Apple must provide a man access to the iCloud account of his late husband so he can retrieve family photos shot with an iPhone and a dedicated camera, a New York judge has ruled.
Nicholas Scandalios has so far been locked out of the Apple ID belonging to his husband, Ric Swezey, who was killed in an accident two years ago, according to MarketWatch. Apple hasn't been outright fighting the request, but did insist that Scandalios obtain a court order.
"Apple shall afford the opportunity to reset the password to [Swezey's] Apple ID," Surrogate Judge Rita Mella wrote in her ruling.
Complicating the situation is that Swezey's will didn't contain language authorizing access. Mella's opinion stated that the photos weren't a form of "electronic communication" requiring proof of consent or even a court order, which could help build precedent against Apple's position.

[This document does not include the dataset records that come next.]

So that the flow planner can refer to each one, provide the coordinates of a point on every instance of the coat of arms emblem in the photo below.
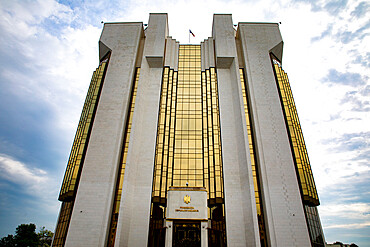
(187, 199)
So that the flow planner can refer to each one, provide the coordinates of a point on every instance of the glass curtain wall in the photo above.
(121, 169)
(303, 168)
(188, 148)
(255, 173)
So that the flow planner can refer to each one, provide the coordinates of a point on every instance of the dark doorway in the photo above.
(186, 234)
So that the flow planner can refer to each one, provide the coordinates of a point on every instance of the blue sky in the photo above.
(49, 50)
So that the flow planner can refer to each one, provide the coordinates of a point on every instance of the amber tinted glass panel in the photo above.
(188, 149)
(75, 161)
(298, 145)
(119, 184)
(314, 226)
(256, 182)
(63, 223)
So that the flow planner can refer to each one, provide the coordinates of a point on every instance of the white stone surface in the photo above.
(285, 220)
(92, 209)
(240, 205)
(178, 208)
(134, 214)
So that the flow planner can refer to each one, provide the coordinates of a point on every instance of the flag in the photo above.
(191, 33)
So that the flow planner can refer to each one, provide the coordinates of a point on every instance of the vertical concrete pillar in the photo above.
(285, 220)
(204, 233)
(93, 203)
(240, 206)
(134, 214)
(169, 233)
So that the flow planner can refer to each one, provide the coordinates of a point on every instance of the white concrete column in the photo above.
(169, 233)
(240, 205)
(134, 214)
(285, 220)
(92, 209)
(204, 233)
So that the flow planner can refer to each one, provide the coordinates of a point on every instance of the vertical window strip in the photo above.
(306, 180)
(188, 147)
(63, 222)
(75, 161)
(122, 167)
(256, 182)
(83, 130)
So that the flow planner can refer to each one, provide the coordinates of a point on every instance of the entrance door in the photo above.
(186, 234)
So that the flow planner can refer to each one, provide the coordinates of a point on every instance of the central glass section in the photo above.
(188, 148)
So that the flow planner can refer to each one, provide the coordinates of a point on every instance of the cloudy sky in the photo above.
(49, 50)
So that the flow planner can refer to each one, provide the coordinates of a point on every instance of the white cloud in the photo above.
(17, 172)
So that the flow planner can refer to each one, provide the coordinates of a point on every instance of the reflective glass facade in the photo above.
(75, 162)
(298, 145)
(246, 168)
(126, 139)
(256, 179)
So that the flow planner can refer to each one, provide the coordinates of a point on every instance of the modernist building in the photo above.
(189, 145)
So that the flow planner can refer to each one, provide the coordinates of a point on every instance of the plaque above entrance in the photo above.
(187, 203)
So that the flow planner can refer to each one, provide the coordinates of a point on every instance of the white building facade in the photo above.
(189, 145)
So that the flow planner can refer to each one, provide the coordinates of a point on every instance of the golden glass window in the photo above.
(298, 146)
(256, 182)
(188, 148)
(121, 174)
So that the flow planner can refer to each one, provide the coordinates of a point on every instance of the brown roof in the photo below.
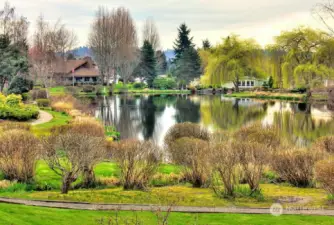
(82, 67)
(85, 72)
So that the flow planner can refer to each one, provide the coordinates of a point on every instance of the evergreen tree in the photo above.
(183, 41)
(13, 61)
(206, 44)
(188, 67)
(161, 62)
(147, 65)
(270, 82)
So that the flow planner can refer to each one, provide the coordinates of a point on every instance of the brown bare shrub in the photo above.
(69, 154)
(190, 130)
(324, 173)
(253, 157)
(258, 133)
(138, 162)
(296, 166)
(324, 144)
(19, 150)
(226, 162)
(6, 126)
(194, 155)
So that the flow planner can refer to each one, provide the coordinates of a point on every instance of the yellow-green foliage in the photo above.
(11, 107)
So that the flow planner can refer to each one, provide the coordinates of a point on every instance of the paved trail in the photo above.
(134, 207)
(44, 117)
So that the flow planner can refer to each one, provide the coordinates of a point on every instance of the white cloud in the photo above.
(213, 19)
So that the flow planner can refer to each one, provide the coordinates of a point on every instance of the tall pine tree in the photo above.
(161, 62)
(187, 61)
(147, 66)
(188, 67)
(206, 44)
(183, 41)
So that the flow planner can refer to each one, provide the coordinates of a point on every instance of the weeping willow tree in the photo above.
(233, 60)
(274, 62)
(303, 61)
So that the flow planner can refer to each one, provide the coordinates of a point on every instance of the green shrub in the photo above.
(11, 107)
(119, 85)
(43, 102)
(20, 85)
(26, 96)
(139, 85)
(39, 93)
(164, 83)
(13, 100)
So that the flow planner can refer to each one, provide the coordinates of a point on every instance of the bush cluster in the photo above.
(164, 83)
(20, 85)
(38, 93)
(88, 89)
(325, 175)
(139, 85)
(19, 150)
(12, 108)
(138, 162)
(43, 102)
(296, 166)
(63, 103)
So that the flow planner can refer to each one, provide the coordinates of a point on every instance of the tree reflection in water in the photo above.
(149, 117)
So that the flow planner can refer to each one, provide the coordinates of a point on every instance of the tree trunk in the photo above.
(66, 185)
(67, 181)
(89, 180)
(308, 94)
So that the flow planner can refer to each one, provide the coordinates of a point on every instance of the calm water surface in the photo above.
(150, 117)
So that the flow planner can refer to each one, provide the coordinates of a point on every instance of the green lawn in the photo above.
(153, 91)
(28, 215)
(268, 95)
(57, 90)
(58, 120)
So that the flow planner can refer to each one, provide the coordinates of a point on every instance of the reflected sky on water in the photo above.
(149, 117)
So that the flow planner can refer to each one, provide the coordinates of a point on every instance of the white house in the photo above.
(246, 83)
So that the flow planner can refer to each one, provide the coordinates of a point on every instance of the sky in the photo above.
(211, 19)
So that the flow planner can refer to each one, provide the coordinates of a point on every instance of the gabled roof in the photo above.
(65, 67)
(85, 72)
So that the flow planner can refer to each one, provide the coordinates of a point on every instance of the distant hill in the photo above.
(84, 51)
(81, 52)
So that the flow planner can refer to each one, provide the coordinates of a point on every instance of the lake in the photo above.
(149, 117)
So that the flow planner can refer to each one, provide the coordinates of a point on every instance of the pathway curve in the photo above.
(44, 117)
(186, 209)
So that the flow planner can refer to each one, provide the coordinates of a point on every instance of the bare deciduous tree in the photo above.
(325, 12)
(47, 41)
(68, 153)
(113, 40)
(151, 34)
(138, 162)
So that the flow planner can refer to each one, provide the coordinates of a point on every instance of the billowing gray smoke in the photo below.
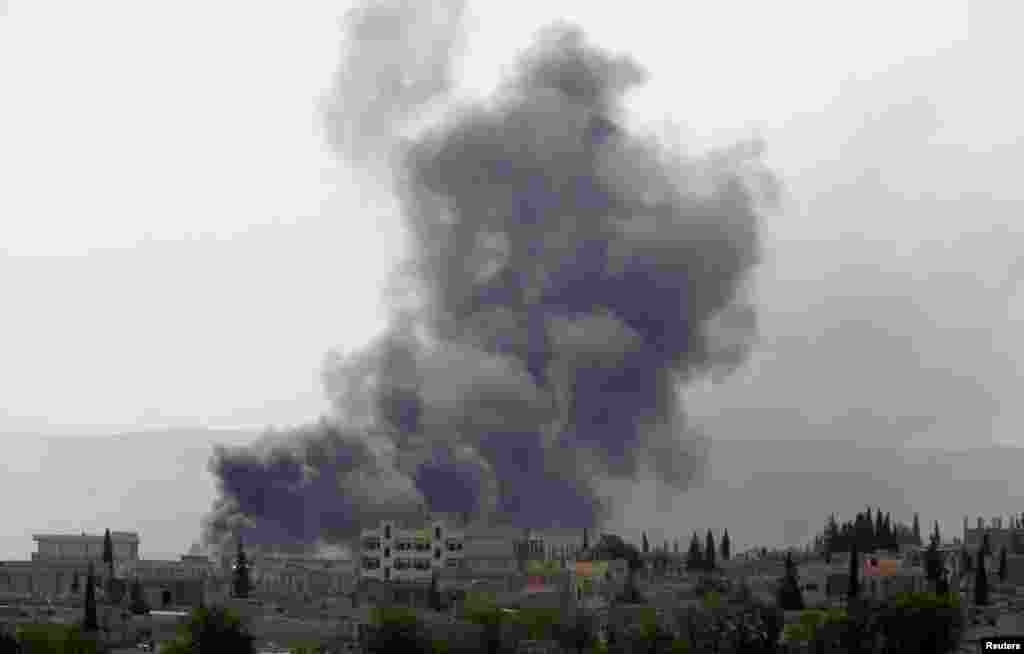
(569, 277)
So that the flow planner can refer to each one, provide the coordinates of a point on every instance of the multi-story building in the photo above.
(394, 553)
(85, 547)
(1009, 534)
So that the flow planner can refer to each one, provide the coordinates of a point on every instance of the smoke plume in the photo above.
(568, 278)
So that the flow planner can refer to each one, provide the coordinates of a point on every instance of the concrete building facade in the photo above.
(394, 553)
(1009, 534)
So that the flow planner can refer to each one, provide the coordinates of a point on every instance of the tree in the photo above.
(214, 629)
(790, 596)
(138, 604)
(709, 559)
(8, 643)
(694, 558)
(853, 585)
(965, 560)
(610, 548)
(434, 595)
(89, 621)
(933, 563)
(109, 552)
(981, 581)
(242, 580)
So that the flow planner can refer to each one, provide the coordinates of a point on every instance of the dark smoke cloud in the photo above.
(568, 278)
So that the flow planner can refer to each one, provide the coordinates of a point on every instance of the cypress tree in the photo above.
(790, 596)
(109, 553)
(709, 559)
(243, 583)
(694, 558)
(138, 605)
(933, 563)
(981, 581)
(89, 622)
(853, 585)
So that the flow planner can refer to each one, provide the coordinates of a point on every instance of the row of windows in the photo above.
(415, 564)
(387, 533)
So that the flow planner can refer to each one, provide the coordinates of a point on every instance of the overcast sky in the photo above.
(177, 246)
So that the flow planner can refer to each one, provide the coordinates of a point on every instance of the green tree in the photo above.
(138, 604)
(109, 553)
(853, 583)
(242, 579)
(981, 581)
(8, 643)
(214, 630)
(434, 595)
(694, 558)
(397, 630)
(89, 622)
(790, 596)
(709, 559)
(933, 563)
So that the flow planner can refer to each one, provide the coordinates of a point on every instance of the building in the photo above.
(394, 553)
(1009, 534)
(291, 576)
(85, 547)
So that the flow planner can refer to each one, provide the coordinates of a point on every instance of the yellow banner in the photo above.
(542, 568)
(592, 569)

Most U.S. states -- New York included -- now have laws giving an estate's executor default access to all material stored locally on a device, but requiring a will or court order for anything kept in cloud storage. Among the only exceptions are Oklahoma, Louisiana, Pennsylvania, Massachusetts, New Hampshire, and Kentucky, as well as Delaware, which transfers access to all digital content.
How to handle the online accounts of the dead is still a developing field, since many services are a decade old or less. iCloud for example was launched in 2011, and iCloud Photo Library is even younger, dating back to October 2014.
Apple is typically compliant with legal orders to access cloud data, including those from police and spy agencies. It does sometimes put up resistance, most famously in the case of San Bernardino shooter Syed Rizwan Farook, when the FBI and U.S. Department of Justice sought a backdoor into Farook's iPhone. The company refused, both on constitutional grounds and claiming that it would fundamentally compromise iOS security. The DOJ backed down when it managed to crack the iPhone with third-party assistance.